When I was all of sixteen, I used to love listening to soundtracks as I was getting ready to go out with friends. A particular favorite was the soundtrack to the movie, “What Women Want.” It was full of those big band sounds so conducive to dancing. I especially love the song, “Something’s Gotta Give” by Dean Martin and the Rat Pack.
I’ve been thinking about this phrase a lot lately in reference to the liturgical seasons. It’s beautiful how the Church’s new year begins in Advent, long before the secular New Year occurs. It is also comforting, because as Catholics we are called to use this time wisely. During Advent, we are called and encouraged to embrace the season of preparation for the gift of Christ’s coming at Christmas. As mothers, we encourage our children to prepare their hearts and souls for this gift, and this season of preparation becomes an integral part of the gift that they will receive. In fact, we all need this gift of preparation, especially (in my life) to avoid getting caught up in comparisons with other families—those with picture-perfect photos and activities.

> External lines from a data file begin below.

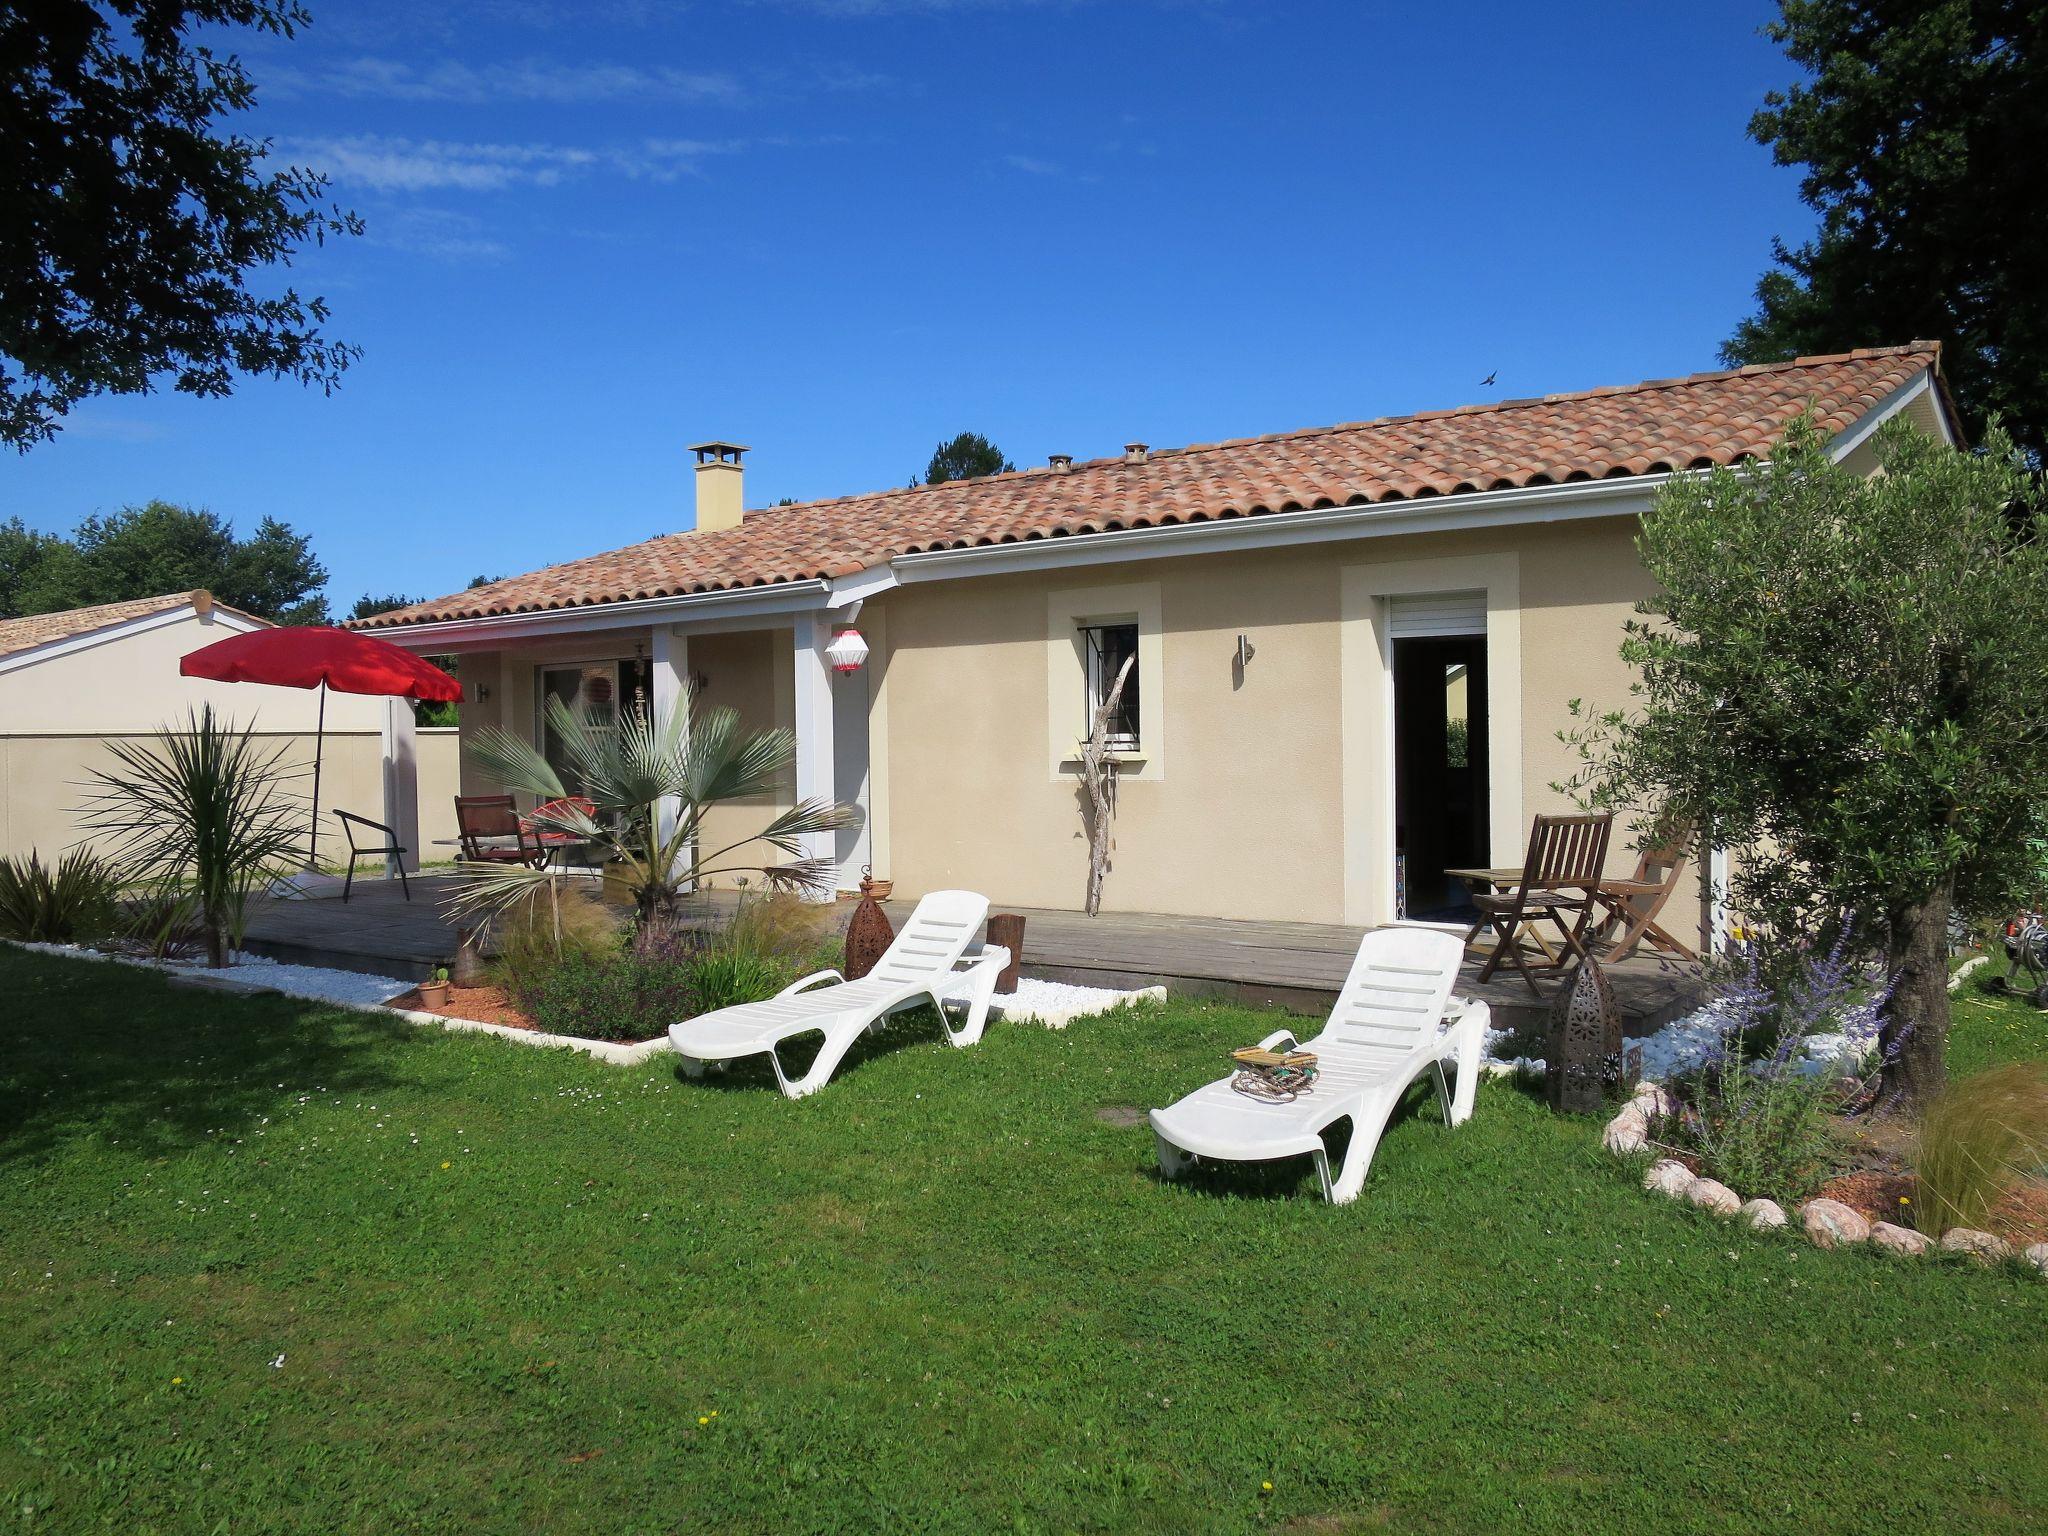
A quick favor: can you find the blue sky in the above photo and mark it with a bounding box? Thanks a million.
[4,0,1815,615]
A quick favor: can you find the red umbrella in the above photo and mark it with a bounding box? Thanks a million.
[182,626,462,866]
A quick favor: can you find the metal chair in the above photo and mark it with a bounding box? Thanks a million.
[331,810,412,903]
[1463,812,1613,995]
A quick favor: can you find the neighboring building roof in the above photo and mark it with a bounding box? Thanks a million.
[0,590,263,664]
[354,344,1946,631]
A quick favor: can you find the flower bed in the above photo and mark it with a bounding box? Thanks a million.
[1598,941,2048,1278]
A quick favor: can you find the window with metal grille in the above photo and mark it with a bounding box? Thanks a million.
[1079,621,1141,752]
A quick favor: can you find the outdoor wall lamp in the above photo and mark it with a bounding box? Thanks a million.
[473,682,491,702]
[827,624,870,674]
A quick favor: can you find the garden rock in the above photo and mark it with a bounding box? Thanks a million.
[1643,1159,1696,1198]
[1686,1177,1740,1216]
[1938,1227,2011,1263]
[1799,1199,1870,1248]
[1602,1105,1650,1155]
[1740,1198,1788,1231]
[1630,1082,1679,1120]
[2023,1242,2048,1278]
[1869,1222,1933,1258]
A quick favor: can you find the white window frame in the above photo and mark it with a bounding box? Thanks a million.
[1079,618,1142,754]
[1045,580,1164,780]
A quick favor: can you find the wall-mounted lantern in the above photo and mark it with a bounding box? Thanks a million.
[826,625,870,674]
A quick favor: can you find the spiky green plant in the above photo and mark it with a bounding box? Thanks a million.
[1914,1062,2048,1237]
[0,848,122,943]
[456,689,853,928]
[76,705,305,967]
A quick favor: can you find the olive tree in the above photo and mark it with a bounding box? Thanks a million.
[1564,415,2048,1108]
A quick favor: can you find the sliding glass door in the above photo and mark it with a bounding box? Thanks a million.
[535,663,617,794]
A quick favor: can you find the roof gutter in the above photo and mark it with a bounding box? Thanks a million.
[886,472,1669,586]
[368,578,833,651]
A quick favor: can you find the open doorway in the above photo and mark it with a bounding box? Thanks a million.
[1393,635,1489,921]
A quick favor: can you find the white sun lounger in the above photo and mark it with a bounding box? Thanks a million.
[1148,926,1488,1204]
[667,889,1009,1099]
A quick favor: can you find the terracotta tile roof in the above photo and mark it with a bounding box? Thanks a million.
[354,344,1943,631]
[0,590,257,662]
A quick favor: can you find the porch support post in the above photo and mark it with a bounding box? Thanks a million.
[1704,840,1731,957]
[650,626,690,887]
[791,614,837,900]
[381,696,421,876]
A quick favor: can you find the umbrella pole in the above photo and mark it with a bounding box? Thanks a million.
[308,681,327,869]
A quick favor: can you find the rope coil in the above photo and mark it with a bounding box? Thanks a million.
[1229,1045,1319,1103]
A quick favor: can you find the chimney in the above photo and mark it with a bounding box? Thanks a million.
[1124,442,1149,464]
[689,441,749,533]
[1048,453,1073,473]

At Christmas, we celebrate the wonderful, amazing, seemingly impossible gift of our God taking on human flesh for us. Of course, we all have faults or shortcomings we still recognize in ourselves, but we put those aside for now in order to celebrate. I’ve maintained for years that one of the great things about being Catholic is that there is a Christmas season, not just a day. We don’t need to feel the pressure of getting cards out or getting everything done by Dec. 25th because the Church has set aside two weeks to celebrate—from December 25th to about January 6th. Christ keeps giving himself, and we have ample opportunity to embrace that gift.

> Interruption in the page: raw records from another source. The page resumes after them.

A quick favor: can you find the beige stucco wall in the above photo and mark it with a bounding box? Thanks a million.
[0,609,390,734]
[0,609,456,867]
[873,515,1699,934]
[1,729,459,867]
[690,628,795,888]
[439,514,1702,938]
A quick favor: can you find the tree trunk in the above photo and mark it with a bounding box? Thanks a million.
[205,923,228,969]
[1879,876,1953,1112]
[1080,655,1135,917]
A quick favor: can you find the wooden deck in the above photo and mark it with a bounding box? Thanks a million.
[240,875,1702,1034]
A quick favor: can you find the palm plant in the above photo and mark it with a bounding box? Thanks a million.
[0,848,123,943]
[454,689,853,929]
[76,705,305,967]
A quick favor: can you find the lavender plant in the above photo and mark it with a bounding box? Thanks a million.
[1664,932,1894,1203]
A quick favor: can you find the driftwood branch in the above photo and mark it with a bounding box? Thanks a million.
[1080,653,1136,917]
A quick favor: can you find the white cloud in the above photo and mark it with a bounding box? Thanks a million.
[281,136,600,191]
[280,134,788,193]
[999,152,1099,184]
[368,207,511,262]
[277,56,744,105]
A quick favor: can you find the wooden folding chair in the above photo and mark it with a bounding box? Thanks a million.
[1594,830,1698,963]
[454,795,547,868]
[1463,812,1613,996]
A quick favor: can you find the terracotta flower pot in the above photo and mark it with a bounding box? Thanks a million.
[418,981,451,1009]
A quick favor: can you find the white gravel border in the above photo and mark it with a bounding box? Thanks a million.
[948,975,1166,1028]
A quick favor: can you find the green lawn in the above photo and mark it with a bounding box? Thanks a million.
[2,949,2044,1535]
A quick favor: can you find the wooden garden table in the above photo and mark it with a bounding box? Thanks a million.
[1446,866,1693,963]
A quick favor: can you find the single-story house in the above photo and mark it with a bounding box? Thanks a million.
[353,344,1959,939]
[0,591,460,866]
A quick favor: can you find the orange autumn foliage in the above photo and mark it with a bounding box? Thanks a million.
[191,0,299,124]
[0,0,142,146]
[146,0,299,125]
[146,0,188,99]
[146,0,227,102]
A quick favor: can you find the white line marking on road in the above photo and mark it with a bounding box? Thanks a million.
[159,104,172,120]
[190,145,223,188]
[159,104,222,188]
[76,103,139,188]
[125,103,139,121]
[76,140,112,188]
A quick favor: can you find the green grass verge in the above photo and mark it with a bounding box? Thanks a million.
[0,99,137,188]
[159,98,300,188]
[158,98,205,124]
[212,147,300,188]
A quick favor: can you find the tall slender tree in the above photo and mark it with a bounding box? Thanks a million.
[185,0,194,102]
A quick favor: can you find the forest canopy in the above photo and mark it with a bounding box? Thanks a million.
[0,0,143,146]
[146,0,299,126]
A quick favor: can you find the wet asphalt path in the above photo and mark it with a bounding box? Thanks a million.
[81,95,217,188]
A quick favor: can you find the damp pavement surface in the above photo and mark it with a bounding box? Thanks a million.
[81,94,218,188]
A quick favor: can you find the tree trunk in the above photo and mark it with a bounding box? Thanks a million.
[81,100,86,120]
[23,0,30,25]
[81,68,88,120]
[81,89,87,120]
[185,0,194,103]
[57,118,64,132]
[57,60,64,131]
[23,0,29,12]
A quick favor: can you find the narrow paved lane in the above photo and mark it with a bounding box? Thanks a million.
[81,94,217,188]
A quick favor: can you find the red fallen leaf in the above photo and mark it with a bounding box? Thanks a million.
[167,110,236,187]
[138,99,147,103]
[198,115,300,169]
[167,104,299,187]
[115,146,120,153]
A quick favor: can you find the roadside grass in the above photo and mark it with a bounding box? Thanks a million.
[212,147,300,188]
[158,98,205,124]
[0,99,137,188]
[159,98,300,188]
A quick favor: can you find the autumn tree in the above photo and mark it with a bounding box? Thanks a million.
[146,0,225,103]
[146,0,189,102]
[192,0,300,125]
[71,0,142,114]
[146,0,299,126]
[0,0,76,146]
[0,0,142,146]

During this season, we also celebrate the Feast of the Holy Family, when we focus on the unity of mind and heart among Jesus, Mary, and Joseph. And how fitting it is that to close the octave of Christmas, we celebrate the Feast of Mary the Mother of God. We recognize with thanksgiving the great gift she has given us—the gift of our savior—the gift of God among us.
The amazing gift comes down to attempting to achieve the ultimate gift we could receive: the gift of heaven – eternal joy in God’s presence. Achieving heaven is not a goal we can reach on our own. God gives us chances over and over to be purified in Christ—to receive the sacraments, to meditate on the Scriptures, to minister to those in need, and all the other ways to grow in holiness. He keeps giving of himself in order to help us grow. When we think we have reached the end of our rope—that there’s no living up to the comparisons we make, or we have so much regret for things we wish we would have done or wouldn’t have done—that’s when “something’s gotta give.” That “some-thing” is actually “some-one”—and his giving to us never ends.